At this stage, apparently, a brain scan was suggested, but she was told that it would take three weeks for an appointment. Once more, I remember nothing.
After the consultation my daughter took me home and I managed to eat and drink very little that day. My daughter later put me to bed and the very next morning, Tuesday 13th February, she found me in the very same position, unconscious. I was immediately transferred to Stoke Mandeville hospital. There it was thought that I had taken an overdose, due to the earlier nervous breakdown misdiagnosis, but my daughter insisted that this was impossible. Finally, a third doctor examined me and decided to do a scan. It revealed an enormous tumour pressing on my frontal lobe, which explained all the big changes in my personality.
I was transferred by ambulance to the John Radcliffe Hospital in Oxford that night for surgery. The neuro-surgeon on call was not at all hopeful that he could save me. The large tumour (grade 1 meningioma) was completely removed. For two days I was in ITU. The first language I spoke (so I am told) when I came round was French (my native tongue) so the consultant had to talk back to me in French.
After two days, apparently, I refused to take morphine because it gave me horrible hallucinations. The downside of not taking the morphine was the pain, which was so intense. For the first few days, when I woke up in the morning I felt like I was pinned to the bed by the pain. During the day it was not as bad because the painkillers took the edge off.
Eventually I recovered all my faculties. Initially I couldn’t walk, so a physio tried to get me walking with a stick. I could not work out how to do it and then I decided to practise on my own and fortunately succeeded.

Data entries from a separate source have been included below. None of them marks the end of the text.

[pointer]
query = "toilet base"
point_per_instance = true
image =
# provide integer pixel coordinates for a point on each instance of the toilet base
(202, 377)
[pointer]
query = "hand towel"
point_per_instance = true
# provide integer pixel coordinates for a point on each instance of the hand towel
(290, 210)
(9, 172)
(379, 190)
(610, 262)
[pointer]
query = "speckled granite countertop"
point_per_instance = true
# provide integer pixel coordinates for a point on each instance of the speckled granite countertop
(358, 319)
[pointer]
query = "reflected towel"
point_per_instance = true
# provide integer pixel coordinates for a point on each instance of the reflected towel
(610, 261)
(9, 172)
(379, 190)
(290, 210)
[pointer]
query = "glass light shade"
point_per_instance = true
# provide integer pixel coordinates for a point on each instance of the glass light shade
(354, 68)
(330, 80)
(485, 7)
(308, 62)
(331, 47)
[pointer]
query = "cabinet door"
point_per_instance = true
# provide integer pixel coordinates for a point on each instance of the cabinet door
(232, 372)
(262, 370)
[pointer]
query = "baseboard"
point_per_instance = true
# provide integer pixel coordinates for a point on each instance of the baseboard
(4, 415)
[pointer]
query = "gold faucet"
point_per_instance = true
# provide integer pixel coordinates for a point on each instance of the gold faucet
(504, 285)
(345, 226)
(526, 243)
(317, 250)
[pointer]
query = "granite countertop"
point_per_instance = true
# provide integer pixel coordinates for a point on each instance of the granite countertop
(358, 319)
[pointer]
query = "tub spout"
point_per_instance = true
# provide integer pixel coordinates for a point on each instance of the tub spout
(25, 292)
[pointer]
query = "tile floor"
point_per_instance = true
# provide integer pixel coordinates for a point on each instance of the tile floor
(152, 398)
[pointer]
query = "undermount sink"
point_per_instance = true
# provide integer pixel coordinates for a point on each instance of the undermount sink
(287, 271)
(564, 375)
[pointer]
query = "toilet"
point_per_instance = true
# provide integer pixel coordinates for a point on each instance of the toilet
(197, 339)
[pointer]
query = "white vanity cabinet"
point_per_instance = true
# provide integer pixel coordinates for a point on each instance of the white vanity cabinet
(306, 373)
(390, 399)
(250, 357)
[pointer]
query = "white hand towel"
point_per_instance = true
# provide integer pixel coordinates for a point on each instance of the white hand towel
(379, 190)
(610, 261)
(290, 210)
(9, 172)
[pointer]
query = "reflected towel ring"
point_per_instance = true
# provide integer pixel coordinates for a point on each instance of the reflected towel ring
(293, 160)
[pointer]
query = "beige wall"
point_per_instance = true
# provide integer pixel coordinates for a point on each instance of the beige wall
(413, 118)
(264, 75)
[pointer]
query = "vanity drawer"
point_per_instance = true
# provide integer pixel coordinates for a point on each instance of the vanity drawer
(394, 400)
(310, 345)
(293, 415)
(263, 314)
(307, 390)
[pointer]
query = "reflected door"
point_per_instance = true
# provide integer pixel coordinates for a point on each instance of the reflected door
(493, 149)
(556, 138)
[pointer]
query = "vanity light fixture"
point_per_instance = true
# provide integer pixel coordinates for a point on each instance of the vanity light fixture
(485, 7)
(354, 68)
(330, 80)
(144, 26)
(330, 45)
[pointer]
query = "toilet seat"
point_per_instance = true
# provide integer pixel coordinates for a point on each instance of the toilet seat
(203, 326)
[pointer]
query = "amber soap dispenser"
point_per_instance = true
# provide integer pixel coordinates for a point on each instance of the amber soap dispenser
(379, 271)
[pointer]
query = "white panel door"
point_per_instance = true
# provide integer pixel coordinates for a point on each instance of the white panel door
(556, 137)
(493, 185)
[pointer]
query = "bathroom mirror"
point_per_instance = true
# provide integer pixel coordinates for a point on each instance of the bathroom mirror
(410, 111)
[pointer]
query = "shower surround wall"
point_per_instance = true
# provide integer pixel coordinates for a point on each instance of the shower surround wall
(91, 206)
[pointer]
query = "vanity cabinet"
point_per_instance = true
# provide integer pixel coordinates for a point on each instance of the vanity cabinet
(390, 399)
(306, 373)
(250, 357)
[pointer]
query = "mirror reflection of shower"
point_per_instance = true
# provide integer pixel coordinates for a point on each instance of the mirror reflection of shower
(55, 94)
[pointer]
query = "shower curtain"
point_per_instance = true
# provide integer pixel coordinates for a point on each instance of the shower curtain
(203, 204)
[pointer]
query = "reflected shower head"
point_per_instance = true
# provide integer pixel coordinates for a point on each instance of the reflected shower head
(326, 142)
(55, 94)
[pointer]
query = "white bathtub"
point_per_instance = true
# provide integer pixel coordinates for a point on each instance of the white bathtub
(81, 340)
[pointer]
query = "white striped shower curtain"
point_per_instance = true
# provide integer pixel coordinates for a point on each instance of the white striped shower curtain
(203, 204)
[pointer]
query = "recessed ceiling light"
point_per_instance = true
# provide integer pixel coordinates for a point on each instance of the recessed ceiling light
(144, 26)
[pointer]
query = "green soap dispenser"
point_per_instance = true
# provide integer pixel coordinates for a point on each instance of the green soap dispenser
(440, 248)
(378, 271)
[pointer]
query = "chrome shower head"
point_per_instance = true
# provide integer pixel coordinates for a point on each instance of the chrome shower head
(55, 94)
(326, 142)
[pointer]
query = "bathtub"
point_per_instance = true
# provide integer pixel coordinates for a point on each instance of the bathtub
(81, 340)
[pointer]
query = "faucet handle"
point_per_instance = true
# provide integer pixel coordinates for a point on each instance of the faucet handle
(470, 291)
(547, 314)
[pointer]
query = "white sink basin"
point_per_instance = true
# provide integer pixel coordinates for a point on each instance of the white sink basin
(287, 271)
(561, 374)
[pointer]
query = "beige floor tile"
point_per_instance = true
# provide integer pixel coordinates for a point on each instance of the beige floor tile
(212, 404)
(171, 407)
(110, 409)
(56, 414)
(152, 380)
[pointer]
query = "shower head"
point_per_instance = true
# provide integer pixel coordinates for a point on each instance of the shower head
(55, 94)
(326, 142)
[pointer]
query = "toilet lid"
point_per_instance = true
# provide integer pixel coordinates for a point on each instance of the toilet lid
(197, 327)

I also remember how my daughter very patiently had to tell me again and again what had happened…
Back home, I couldn’t have got through it without my children who had to look after me. My eldest just took over. She was wonderful. Then two members of my family came over from France for a week to allow Fenella to go back to university.

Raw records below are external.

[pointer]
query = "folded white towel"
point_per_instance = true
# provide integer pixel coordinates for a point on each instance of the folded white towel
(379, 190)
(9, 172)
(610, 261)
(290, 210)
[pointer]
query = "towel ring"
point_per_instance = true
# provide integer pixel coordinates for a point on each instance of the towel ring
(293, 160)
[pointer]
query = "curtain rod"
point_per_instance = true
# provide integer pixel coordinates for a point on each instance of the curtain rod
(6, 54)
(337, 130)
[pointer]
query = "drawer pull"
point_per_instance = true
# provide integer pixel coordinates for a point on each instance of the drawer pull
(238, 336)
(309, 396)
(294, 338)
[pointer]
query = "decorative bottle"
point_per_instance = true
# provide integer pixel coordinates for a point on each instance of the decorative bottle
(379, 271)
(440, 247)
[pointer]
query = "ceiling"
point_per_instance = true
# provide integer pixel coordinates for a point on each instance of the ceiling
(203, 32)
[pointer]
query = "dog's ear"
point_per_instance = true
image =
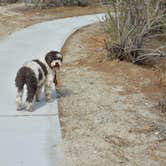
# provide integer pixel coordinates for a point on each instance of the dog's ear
(49, 58)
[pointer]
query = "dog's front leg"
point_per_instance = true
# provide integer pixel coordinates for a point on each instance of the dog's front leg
(19, 99)
(38, 92)
(48, 88)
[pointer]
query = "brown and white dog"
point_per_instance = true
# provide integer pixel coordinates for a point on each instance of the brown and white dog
(36, 74)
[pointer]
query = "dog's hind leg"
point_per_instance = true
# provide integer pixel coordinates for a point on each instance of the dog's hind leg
(38, 92)
(48, 89)
(19, 99)
(31, 91)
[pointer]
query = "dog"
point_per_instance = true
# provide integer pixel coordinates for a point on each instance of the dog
(36, 74)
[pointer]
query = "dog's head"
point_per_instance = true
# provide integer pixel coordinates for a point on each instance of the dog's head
(54, 60)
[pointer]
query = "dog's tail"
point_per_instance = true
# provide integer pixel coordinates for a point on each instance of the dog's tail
(25, 76)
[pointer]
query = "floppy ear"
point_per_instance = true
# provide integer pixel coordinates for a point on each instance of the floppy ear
(48, 58)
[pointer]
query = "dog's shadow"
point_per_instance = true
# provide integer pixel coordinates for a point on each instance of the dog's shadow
(58, 93)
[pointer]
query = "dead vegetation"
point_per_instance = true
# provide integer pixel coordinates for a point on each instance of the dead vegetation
(129, 24)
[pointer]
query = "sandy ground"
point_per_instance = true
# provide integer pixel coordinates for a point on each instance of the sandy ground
(109, 113)
(17, 16)
(108, 110)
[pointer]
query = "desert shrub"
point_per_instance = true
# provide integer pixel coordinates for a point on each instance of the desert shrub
(129, 24)
(7, 1)
(57, 3)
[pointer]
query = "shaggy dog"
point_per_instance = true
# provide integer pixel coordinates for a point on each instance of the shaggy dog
(36, 74)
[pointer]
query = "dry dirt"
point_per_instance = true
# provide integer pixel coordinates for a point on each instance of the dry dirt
(17, 16)
(108, 110)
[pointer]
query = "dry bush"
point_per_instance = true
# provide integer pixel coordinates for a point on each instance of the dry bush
(129, 24)
(58, 3)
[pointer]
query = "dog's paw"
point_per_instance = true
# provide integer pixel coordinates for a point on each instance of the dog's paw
(19, 109)
(49, 100)
(29, 107)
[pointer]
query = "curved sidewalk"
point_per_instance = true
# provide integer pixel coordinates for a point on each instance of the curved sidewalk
(30, 139)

At the John Radcliffe I had been put on a medication called phenytoin to prevent seizures just as a precaution and unfortunately I reacted very badly to it. Once more, the paramedics had to be called out. It was the turn of Sophie, my second daughter to take over. Back in hospital I was put on oxygen and given a drip. Discharged five days later, I was very weak, weighing only 47.5Kgs.

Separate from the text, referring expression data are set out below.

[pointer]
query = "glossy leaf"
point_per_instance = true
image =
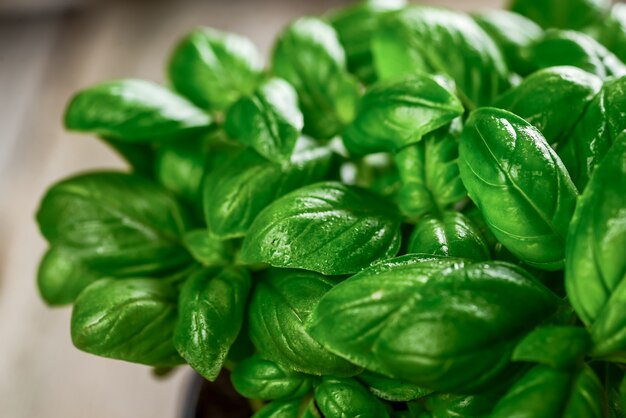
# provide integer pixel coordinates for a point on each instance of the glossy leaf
(520, 185)
(437, 41)
(130, 320)
(134, 111)
(121, 224)
(450, 234)
(595, 275)
(309, 56)
(435, 322)
(280, 306)
(256, 378)
(238, 189)
(430, 174)
(213, 69)
(339, 398)
(396, 113)
(545, 392)
(552, 100)
(211, 310)
(326, 227)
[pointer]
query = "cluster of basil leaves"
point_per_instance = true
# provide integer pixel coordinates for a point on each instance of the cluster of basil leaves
(412, 212)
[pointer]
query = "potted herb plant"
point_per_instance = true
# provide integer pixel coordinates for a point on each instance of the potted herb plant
(410, 212)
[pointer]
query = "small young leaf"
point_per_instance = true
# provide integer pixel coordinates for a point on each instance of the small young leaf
(326, 227)
(211, 310)
(396, 113)
(134, 111)
(131, 320)
(213, 69)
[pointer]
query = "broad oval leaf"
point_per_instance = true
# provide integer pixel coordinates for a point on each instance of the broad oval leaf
(269, 120)
(309, 56)
(256, 378)
(520, 185)
(213, 69)
(552, 100)
(439, 323)
(131, 320)
(450, 234)
(211, 310)
(236, 191)
(121, 224)
(545, 392)
(280, 305)
(134, 111)
(339, 398)
(396, 113)
(595, 276)
(326, 227)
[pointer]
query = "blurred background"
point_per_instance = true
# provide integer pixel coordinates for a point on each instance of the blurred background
(48, 50)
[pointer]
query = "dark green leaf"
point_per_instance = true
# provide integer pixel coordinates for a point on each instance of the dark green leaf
(520, 185)
(435, 322)
(309, 56)
(120, 224)
(238, 189)
(552, 100)
(340, 398)
(211, 311)
(595, 271)
(451, 235)
(130, 320)
(134, 111)
(396, 113)
(269, 120)
(326, 227)
(256, 378)
(213, 69)
(280, 305)
(437, 41)
(545, 392)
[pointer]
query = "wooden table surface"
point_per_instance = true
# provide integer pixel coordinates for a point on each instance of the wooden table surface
(43, 60)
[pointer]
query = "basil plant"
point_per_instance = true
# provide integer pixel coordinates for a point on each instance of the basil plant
(407, 212)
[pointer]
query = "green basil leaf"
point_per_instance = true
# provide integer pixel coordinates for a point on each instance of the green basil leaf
(545, 392)
(339, 398)
(256, 378)
(326, 227)
(512, 33)
(131, 320)
(269, 120)
(121, 224)
(438, 323)
(451, 235)
(437, 41)
(134, 111)
(595, 276)
(206, 249)
(430, 174)
(62, 275)
(213, 69)
(552, 100)
(238, 189)
(309, 56)
(393, 390)
(355, 26)
(557, 347)
(519, 184)
(280, 305)
(566, 14)
(399, 112)
(560, 47)
(211, 311)
(596, 131)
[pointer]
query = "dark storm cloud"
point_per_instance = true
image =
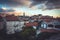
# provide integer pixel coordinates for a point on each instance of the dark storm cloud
(9, 2)
(7, 10)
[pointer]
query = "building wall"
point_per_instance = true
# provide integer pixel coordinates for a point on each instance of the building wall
(14, 26)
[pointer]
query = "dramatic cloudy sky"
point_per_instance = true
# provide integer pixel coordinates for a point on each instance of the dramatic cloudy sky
(31, 7)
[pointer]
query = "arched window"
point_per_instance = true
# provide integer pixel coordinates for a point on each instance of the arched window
(1, 19)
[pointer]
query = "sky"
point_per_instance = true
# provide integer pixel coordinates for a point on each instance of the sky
(31, 7)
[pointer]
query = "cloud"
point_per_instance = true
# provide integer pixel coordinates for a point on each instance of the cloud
(6, 10)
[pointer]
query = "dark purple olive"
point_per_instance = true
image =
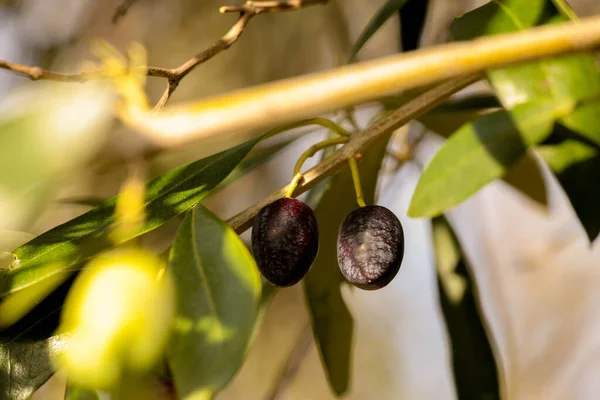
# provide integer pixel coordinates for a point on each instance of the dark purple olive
(285, 241)
(370, 247)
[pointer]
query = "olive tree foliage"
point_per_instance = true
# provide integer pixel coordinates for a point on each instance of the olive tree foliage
(544, 106)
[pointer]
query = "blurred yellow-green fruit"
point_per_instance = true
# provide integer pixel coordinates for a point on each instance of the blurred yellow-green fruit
(118, 315)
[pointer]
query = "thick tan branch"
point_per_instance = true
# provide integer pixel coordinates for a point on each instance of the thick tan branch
(265, 106)
(357, 144)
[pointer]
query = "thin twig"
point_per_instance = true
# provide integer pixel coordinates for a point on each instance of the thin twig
(122, 10)
(174, 75)
(262, 107)
(357, 144)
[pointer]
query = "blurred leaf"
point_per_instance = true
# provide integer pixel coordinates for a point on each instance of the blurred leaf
(331, 320)
(257, 157)
(480, 152)
(167, 195)
(568, 77)
(218, 294)
(526, 176)
(37, 122)
(76, 393)
(26, 366)
(412, 20)
(448, 117)
(42, 320)
(89, 201)
(389, 8)
(577, 167)
(473, 365)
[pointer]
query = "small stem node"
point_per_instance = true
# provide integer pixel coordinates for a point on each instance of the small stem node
(356, 180)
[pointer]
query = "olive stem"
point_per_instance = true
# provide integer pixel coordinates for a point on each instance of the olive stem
(566, 9)
(324, 122)
(312, 150)
(356, 180)
(294, 184)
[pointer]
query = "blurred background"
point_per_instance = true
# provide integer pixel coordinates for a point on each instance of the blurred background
(537, 276)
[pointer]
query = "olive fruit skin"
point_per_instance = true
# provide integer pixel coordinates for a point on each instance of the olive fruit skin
(285, 241)
(370, 247)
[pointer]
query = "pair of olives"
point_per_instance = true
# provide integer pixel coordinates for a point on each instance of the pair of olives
(285, 242)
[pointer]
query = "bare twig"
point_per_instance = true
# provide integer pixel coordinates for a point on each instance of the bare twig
(174, 75)
(357, 144)
(265, 106)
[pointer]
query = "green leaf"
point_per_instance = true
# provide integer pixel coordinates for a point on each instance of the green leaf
(389, 8)
(577, 166)
(568, 77)
(480, 152)
(218, 294)
(525, 175)
(473, 364)
(331, 321)
(167, 195)
(77, 393)
(25, 366)
(257, 157)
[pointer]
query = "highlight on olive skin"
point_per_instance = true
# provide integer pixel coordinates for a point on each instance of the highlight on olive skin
(285, 241)
(370, 247)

I went back to work only six weeks after my surgery to remove the tumour, as I felt I should relieve the person covering my job one day a week – Paul, our accountant who was still undergoing chemotherapy treatment. I only managed to work for three hours that first day. I was exhausted. Sophie would drive me to the office and then help me with my work so that I could catch up.
Later that year, I eventually regained my driving licence as fortunately I had had no seizures.
In June, I had an anxious time following a scan showing indications that the tumour might be coming back, but fortunately this turned out not to be the case.
However, our accountant, Paul, had a second operation in August, almost a year after his first, although tragically, it was in vain. He died on 31 December 2007. I felt completely numb and guilty to be alive.
By the end of 2007, I had resigned from my company and in June 2008 found another job, initially part-time till September when I moved to full-time. The first 18 months to two years after the surgery were difficult as I was still struggling with regular headaches, fatigue and flashbacks and had to invest all my efforts into going back to work and my children. Three years on, I am finally moving on, although slowly, and grateful to be alive.
My children have been my inspiration to carry on since 2007 in spite of all the setbacks. I truly feel that without my daughters’ constant support I might have given up.